By: | Post date: 2016-10-21 | Comments: No Comments
Posted in categories: Linguistics, Mediaeval Greek, Modern Greek, Other Languages

A capital question.

You were right, Zeibura, in the discussion that prompted this: the Balkans is a big mess of not continuously attested languages and dialects; and the only hints of whether a feature originated in one place rather than another is whether the feature is also present in Koine Greek or Old Church Slavonic—both of which predate the Sprachbund.

We are, as far as I know, out of luck with the future, because neither is the case. The will-future first shows up in Greek about the time all the Balkan stuff shows up, in the 14th century. One of the first instances I know of is in Sylvester Syropoulos’ Memoirs (about the Council of Florence, 1438), when he speaks of Emperor John VIII Palaiologos strongarming Patriarch Joseph II of Constantinople, telling him “you want to agree to Church Union.”

Joseph II wanted no such thing: he was an opponent of Church Union. What John VIII was actually telling him, of course, was: “You will agree to Church Union.”

It is true, as Diana Vesselinova points out, that will-futures are a linguistic commonplace (it also happened in English, after all). But given that every single Balkan language does it, it’s hard to believe there was no influence between the Balkan languages.

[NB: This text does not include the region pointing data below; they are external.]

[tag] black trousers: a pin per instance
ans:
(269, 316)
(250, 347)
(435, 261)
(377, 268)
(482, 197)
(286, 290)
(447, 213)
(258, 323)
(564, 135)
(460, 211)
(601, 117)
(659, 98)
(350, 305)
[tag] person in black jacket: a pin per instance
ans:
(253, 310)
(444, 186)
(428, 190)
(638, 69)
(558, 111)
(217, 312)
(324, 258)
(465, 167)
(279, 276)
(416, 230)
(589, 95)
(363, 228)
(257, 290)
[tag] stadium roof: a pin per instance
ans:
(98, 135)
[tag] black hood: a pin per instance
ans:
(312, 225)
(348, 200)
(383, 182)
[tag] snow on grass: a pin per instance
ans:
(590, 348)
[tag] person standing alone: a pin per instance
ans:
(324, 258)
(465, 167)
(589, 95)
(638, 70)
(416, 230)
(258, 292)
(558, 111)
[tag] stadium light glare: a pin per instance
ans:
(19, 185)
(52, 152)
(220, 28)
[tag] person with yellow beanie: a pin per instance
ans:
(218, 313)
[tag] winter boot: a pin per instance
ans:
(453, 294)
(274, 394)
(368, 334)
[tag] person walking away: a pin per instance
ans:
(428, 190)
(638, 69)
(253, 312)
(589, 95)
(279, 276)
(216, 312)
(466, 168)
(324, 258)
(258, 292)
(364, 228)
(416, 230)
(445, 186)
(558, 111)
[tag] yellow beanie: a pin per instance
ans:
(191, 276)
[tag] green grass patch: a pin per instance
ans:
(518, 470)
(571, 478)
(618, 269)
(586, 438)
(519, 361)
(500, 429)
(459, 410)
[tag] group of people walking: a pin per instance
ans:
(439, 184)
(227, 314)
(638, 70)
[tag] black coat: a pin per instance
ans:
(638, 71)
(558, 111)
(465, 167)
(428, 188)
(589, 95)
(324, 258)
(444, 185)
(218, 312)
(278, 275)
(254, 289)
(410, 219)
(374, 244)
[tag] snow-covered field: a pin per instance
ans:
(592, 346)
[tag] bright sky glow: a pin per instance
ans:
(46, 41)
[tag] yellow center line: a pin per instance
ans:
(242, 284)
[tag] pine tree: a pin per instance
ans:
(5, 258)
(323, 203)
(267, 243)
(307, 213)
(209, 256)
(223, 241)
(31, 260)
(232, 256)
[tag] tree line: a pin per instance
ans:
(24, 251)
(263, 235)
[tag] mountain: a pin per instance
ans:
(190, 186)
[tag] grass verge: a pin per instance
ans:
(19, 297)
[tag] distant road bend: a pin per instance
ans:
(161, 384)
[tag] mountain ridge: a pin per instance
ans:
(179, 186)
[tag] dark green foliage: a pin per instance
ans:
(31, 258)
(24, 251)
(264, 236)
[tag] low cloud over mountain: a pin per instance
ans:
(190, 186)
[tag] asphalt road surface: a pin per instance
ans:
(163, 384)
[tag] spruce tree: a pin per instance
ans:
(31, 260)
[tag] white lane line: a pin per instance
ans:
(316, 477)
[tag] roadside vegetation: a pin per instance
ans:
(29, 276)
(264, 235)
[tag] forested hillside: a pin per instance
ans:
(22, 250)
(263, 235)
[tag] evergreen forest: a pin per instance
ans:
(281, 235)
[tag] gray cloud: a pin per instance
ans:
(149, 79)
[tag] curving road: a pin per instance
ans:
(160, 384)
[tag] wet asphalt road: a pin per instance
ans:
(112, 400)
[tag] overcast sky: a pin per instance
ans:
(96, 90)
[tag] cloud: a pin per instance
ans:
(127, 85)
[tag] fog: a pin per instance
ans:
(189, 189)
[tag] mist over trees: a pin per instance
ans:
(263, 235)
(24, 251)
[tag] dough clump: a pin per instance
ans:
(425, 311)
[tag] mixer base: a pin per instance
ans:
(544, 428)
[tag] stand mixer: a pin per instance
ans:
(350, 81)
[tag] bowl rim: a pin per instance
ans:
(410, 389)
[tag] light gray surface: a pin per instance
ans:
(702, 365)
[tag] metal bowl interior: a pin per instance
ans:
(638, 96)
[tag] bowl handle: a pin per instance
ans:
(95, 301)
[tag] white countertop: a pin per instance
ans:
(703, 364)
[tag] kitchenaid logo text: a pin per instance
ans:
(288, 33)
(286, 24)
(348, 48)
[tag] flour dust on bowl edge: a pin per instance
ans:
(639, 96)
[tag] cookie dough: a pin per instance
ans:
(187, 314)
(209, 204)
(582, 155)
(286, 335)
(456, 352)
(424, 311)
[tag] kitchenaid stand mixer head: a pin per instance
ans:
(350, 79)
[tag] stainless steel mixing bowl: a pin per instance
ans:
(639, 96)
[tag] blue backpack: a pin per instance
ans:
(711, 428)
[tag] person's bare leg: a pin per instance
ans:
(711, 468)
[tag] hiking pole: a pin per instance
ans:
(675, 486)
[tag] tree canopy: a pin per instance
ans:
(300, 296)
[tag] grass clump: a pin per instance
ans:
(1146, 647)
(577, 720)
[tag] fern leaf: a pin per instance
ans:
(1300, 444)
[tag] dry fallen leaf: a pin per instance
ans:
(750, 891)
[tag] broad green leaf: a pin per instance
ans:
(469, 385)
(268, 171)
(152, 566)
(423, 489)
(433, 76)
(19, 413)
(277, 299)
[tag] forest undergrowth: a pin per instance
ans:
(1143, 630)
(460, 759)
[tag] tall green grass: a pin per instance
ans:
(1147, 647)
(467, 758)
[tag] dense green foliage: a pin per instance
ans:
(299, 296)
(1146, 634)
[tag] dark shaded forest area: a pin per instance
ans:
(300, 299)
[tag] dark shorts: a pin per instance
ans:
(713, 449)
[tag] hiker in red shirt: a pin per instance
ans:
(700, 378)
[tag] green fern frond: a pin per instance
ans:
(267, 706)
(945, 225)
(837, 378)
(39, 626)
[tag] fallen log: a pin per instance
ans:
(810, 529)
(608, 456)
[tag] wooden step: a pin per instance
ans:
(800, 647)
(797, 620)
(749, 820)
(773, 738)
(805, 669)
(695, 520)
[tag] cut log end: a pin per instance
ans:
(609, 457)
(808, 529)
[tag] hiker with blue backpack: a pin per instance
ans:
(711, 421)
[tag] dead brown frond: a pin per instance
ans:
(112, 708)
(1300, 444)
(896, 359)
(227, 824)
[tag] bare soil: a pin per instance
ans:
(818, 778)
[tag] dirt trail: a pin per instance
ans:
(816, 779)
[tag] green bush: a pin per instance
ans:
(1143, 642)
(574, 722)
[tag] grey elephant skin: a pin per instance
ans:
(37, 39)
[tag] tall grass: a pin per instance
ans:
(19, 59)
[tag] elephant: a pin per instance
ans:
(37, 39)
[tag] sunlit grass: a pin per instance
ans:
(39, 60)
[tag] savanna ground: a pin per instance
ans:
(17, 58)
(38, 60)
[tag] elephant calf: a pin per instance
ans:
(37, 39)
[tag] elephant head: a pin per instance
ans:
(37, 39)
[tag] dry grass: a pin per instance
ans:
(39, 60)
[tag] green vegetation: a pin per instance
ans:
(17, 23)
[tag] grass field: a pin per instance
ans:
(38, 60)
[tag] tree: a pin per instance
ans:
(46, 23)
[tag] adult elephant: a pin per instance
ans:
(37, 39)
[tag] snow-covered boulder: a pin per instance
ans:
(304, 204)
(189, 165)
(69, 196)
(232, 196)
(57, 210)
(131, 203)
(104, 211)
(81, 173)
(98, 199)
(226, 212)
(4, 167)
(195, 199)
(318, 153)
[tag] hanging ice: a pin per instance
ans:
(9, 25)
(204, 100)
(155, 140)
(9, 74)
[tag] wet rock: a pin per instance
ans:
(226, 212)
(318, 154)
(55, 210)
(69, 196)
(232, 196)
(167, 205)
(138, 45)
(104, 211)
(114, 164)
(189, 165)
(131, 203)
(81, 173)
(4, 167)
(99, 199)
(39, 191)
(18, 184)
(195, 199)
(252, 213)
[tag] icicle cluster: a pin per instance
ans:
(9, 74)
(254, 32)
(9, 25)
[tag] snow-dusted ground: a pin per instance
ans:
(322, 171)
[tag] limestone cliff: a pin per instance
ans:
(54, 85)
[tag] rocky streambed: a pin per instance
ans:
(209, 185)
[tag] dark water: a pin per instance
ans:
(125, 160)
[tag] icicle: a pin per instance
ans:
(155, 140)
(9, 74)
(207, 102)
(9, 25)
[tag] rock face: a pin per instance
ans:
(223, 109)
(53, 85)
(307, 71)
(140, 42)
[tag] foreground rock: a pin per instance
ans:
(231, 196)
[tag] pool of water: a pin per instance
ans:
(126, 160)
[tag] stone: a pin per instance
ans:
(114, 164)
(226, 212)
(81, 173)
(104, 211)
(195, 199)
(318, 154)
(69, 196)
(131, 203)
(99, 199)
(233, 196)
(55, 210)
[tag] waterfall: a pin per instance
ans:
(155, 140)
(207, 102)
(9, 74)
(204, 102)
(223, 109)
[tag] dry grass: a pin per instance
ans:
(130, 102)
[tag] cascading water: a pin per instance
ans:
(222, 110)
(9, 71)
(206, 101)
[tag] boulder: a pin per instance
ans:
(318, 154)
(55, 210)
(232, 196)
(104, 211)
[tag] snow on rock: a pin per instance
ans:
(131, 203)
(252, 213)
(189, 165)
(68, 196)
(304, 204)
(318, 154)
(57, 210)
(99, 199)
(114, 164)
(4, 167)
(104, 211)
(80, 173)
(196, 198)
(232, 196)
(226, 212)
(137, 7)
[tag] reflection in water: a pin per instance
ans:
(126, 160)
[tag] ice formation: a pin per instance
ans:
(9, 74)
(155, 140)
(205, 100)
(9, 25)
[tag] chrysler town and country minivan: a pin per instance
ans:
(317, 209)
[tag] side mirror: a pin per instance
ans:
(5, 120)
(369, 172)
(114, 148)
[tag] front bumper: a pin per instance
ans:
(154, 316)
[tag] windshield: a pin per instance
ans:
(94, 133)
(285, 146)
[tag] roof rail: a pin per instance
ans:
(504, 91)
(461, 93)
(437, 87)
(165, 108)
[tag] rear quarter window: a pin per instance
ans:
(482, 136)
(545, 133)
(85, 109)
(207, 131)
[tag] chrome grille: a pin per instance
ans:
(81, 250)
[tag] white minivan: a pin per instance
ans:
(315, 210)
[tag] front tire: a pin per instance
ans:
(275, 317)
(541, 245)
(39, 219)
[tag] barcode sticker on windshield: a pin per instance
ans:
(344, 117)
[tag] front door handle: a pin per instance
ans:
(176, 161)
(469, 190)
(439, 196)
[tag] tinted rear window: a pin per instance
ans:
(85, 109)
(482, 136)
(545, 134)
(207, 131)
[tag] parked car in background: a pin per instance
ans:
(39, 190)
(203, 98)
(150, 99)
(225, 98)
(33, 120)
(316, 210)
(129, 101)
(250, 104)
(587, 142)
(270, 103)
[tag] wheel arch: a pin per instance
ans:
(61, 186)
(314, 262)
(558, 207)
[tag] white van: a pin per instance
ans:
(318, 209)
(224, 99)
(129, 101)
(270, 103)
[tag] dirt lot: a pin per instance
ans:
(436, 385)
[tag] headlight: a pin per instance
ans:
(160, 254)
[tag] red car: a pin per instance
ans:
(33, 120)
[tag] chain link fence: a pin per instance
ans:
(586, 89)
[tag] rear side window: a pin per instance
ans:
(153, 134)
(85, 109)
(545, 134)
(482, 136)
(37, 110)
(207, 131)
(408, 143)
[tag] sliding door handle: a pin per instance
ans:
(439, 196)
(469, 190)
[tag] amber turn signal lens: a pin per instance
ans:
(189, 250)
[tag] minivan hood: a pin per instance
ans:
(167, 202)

You’ve also asked why the will particle is invariable. There’s a parallel phenomenon that was going on in the Balkans at the same time (and this time, we’re pretty sure Greek was the starting point for it): the elimination of the infinitive. We actually see multiple forms competing at the same time in Greek: I will go could be expressed as θelo ipaɣin “I.will to.go”; once you lose the infinitive, you end up with a phrase with both verbs marked for person, θelo na ipaɣo “I.will that I.go”, competing with an alternate phrase with only the main verb marked for person, θeli na ipaɣo “it.wills that I.go”.

The last one is the one that prevailed, with “it.wills that” θeli na ultimately reduced to the particle θa: θeli na > θena > θa. The principle is one of markedness: if the auxiliary only ends up marking futurity, then there’s not much point marking it independently for person. There also would have been analogy with other modals like prepi ‘it.must’ or bori ‘it.can = it is possible’; and θa itself ended up in the same paradigm as the suspiciously similar looking subjunctive marker na.